Compiling this with clang++-16 and -fsanitize=address, and running mpirun -n 2 a.out
gives (among other minor memory leak output), the following output for iterations=100000:
... one rank
Direct leak of 6400416 byte(s) in 200013 object(s) allocated from:
#0 0x55dde7e7afb2 in malloc (/project/build/test/mpi/mpi_intercomm_memleak+0xb9fb2) (BuildId: 46971416e65faae54e6870e4db559c394b3d131d)
#1 0x7f6af13cbc12 (<unknown module>)
Direct leak of 1300013 byte(s) in 100001 object(s) allocated from:
#0 0x55dde7e7afb2 in malloc (/project/build/test/mpi/mpi_intercomm_memleak+0xb9fb2) (BuildId: 46971416e65faae54e6870e4db559c394b3d131d)

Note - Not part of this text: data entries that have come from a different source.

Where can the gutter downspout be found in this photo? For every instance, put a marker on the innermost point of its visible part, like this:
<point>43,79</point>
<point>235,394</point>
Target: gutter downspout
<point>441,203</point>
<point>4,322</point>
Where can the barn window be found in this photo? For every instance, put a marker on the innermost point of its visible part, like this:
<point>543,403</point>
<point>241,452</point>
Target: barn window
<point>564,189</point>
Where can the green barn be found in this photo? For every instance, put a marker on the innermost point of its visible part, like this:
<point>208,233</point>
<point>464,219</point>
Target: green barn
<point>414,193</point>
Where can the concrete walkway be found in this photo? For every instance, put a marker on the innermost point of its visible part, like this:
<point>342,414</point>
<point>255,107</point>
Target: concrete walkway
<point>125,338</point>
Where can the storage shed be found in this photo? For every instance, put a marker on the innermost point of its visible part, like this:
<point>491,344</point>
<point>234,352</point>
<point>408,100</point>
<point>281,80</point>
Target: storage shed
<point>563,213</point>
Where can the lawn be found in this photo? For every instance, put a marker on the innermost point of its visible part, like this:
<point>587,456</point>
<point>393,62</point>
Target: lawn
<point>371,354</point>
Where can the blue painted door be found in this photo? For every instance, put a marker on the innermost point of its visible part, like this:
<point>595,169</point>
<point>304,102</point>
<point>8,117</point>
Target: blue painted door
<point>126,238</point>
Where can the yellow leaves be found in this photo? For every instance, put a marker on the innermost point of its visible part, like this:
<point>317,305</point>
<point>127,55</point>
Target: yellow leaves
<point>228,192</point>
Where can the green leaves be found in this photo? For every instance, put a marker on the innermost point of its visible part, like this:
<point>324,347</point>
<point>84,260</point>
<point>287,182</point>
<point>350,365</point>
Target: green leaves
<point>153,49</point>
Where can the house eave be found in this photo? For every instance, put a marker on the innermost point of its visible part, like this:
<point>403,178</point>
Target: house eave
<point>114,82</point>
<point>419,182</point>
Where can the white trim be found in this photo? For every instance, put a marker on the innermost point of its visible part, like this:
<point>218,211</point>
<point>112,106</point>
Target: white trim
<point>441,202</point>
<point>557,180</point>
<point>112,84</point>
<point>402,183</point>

#1 0x7f6af4d24017 in __vasprintf_internal libio/vasprintf.c:116:16
#2 0x9abaa5f78902caff (<unknown module>)
...
SUMMARY: AddressSanitizer: 8142121 byte(s) leaked in 400523 allocation(s).
... other rank
Direct leak of 3200384 byte(s) in 100012 object(s) allocated from:
#0 0x5632a7758fb2 in malloc (/project/build/test/mpi/mpi_intercomm_memleak+0xb9fb2) (BuildId: 46971416e65faae54e6870e4db559c394b3d131d)
#1 0x7f01091cbc12 (<unknown module>)
SUMMARY: AddressSanitizer: 3242072 byte(s) leaked in 100520 allocation(s).
I find the inclusion of vasprintf most surprising in the stack traces.